Youth who drop out of high school represent a loss of human potential. For the Office of Vocational and Adult Education within the U.S. Department of Education, Mathematica conducted case studies of six dropout recovery programs that help youth ages 16 to 21 return to school, earn a high school credential (either a diploma or GED), and prepare for further education and jobs. Drawing on site visit interviews and an analysis of school records, the study examined program goals and partners, admissions and attendance policies, instructional approaches and academic outcomes, methods for addressing participants' personal issues, and strategies to connect participants to specific postsecondary programs and jobs.
Many educational programs and services target youth at risk of dropping out. To help educators better identify these youth, Mathematica uses national longitudinal data sets to identify variables that can predict which students will eventually drop out. This information can be valuable for helping dropout prevention programs better target their services. By drawing on recent and older longitudinal data, we are examining how the predictors of dropping out have changed over time. This research builds on Mathematica's previous studies of factors that predict whether or not students will drop out.
Educators and policymakers have been exploring strategies to encourage students to develop useful social skills and habits and refrain from violent, disruptive, or self-destructive behaviors. We are evaluating the impact of mandatory random drug testing programs. In addition, our evaluation of social and character development is assessing programs designed to promote positive social and character development and reduce negative behaviors among elementary school children.
Many school districts have sought to create special environments, called alternative schools, that focus on encouraging highly at-risk students to graduate from high school.
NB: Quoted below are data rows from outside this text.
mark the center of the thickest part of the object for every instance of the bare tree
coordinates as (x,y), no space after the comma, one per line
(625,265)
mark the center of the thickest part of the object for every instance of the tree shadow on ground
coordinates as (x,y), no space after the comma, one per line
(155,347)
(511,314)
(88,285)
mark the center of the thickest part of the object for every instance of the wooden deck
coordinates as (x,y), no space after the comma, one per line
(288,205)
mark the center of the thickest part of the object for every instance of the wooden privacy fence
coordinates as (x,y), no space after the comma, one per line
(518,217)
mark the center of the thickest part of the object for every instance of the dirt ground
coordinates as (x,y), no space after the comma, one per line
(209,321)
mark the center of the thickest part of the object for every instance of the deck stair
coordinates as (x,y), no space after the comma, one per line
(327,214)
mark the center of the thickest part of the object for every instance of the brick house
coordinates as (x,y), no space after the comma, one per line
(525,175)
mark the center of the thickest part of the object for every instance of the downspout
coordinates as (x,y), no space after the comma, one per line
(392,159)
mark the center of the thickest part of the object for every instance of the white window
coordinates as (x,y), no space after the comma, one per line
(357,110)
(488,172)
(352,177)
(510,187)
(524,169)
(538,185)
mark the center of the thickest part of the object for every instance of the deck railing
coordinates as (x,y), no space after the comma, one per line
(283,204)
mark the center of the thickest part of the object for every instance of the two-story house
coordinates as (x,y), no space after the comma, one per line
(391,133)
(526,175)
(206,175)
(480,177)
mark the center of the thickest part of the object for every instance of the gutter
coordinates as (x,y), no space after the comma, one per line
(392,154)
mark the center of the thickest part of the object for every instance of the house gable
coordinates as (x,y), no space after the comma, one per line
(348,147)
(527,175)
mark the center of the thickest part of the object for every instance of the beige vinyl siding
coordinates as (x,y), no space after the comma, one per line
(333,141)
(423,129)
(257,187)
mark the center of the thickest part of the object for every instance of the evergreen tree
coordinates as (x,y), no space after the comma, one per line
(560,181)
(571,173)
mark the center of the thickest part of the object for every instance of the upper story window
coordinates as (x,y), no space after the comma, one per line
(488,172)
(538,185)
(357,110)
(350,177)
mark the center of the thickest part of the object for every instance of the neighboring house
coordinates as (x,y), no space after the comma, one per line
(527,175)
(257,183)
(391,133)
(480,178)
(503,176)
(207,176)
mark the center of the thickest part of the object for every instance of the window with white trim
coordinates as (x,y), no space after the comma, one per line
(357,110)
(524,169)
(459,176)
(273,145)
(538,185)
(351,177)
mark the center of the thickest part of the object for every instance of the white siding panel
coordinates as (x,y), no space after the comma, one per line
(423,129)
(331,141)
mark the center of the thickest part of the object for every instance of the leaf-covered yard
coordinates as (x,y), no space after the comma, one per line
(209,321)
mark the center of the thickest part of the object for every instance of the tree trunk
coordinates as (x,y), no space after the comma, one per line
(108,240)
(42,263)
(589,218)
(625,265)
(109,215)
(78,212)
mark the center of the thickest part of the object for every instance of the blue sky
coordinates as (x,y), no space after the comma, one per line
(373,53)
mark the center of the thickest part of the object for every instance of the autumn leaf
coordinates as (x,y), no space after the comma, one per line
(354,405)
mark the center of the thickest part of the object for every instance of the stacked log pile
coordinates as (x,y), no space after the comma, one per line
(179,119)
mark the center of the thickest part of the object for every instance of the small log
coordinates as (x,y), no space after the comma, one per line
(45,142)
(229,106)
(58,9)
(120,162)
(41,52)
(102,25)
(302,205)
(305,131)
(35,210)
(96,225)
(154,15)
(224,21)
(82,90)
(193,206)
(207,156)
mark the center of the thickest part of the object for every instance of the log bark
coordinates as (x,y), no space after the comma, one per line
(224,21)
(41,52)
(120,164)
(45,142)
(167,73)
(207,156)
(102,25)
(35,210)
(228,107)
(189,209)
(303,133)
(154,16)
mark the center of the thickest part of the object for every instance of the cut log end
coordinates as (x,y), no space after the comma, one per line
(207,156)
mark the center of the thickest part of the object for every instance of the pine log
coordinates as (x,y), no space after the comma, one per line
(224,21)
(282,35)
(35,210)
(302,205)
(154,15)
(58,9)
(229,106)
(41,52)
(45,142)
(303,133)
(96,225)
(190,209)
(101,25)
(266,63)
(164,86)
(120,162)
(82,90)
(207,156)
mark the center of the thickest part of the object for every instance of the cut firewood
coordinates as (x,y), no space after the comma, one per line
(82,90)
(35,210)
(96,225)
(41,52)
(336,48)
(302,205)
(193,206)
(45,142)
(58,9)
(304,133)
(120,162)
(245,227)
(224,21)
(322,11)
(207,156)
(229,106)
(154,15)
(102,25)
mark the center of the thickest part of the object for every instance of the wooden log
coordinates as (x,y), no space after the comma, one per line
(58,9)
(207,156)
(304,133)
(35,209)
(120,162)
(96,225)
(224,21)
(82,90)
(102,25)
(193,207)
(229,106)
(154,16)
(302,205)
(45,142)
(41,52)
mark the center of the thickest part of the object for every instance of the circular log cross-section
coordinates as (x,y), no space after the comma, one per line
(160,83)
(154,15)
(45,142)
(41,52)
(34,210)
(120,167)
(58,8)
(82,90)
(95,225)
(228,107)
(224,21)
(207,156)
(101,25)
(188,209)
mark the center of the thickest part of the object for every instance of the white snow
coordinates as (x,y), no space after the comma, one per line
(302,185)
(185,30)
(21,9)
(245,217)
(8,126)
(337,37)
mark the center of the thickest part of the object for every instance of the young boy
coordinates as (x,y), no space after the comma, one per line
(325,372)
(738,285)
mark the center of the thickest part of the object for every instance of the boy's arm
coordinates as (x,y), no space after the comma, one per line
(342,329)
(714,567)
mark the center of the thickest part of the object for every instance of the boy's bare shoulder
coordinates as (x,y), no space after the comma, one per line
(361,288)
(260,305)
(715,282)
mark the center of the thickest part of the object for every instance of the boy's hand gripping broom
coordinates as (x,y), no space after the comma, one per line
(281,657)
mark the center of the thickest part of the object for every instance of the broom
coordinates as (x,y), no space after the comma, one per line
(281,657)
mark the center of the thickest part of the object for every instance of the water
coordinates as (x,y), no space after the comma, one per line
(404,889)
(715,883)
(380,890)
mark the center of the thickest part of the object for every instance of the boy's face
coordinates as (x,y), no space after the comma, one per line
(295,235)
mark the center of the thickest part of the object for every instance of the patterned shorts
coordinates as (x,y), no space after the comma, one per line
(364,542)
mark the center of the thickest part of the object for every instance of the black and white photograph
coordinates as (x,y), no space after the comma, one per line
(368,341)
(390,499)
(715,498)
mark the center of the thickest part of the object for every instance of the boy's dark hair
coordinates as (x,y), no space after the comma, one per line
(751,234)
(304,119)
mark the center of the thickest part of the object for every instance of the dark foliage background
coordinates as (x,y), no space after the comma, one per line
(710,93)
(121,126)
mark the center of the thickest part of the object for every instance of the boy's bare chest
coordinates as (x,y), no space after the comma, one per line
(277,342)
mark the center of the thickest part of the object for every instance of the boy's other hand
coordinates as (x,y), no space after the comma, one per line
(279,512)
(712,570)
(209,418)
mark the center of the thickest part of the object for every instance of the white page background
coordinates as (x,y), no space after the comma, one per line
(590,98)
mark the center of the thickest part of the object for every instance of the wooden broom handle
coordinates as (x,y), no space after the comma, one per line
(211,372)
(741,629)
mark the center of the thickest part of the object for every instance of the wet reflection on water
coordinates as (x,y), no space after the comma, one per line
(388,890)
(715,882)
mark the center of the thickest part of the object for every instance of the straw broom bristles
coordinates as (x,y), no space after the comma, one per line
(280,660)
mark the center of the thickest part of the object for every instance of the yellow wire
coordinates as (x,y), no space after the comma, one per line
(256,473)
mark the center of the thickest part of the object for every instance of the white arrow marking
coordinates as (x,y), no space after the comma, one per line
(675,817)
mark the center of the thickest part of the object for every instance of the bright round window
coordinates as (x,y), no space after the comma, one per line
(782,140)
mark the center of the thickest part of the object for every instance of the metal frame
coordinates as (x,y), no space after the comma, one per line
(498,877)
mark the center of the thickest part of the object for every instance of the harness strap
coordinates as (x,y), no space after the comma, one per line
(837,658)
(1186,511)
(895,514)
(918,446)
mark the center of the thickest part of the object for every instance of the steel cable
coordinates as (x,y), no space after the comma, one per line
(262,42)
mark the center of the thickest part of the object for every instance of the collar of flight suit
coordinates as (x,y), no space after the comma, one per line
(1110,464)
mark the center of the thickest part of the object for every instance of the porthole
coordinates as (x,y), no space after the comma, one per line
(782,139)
Our analysis revealed that programs with a more academic focus seemed to improve instruction, but alternative schools have had mixed success in achieving their primary objective. Although alternative school students were more likely to attend school, go to school more days, and earn more credits, after three years in these programs, only about 40 percent had graduated.
In preparing for postsecondary education, disadvantaged youth often must overcome a variety of hurdles. Many struggle to secure the requisite academic skills, financial assistance, or information about alternative postsecondary programs and application procedures. Mathematica has evaluated several programs designed to help high school students overcome these hurdles. Upward Bound provides instruction, tutoring, and postsecondary counseling during the school year and summer. Talent Search provides postsecondary guidance, including assistance in applying to specific postsecondary programs and in securing financial aid. The Quantum Opportunities Project was an intensive after-school program offering case management and mentoring, supplemental educational and developmental services, and financial incentives to participate. The results of these evaluations have informed efforts to refine the design of these three programs.
Schools are increasingly used to deliver a variety of programs for at-risk youth. For example, efforts to teach young people about responsible behavior through sex education programs have done little to reduce teenage sexual activity. As a result, abstinence education programs have been developed that emphasize abstinence from any sexual activity outside of marriage. These programs do not discuss the reproduction cycle or successful contraception methods, but focus solely on the social, economic, psychological, and health gains to be realized through abstinence. Our national evaluation found that youth in abstinence education were no more likely than their peers not participating in programs to have abstained from sex. They were also no more likely to have engaged in unprotected sex.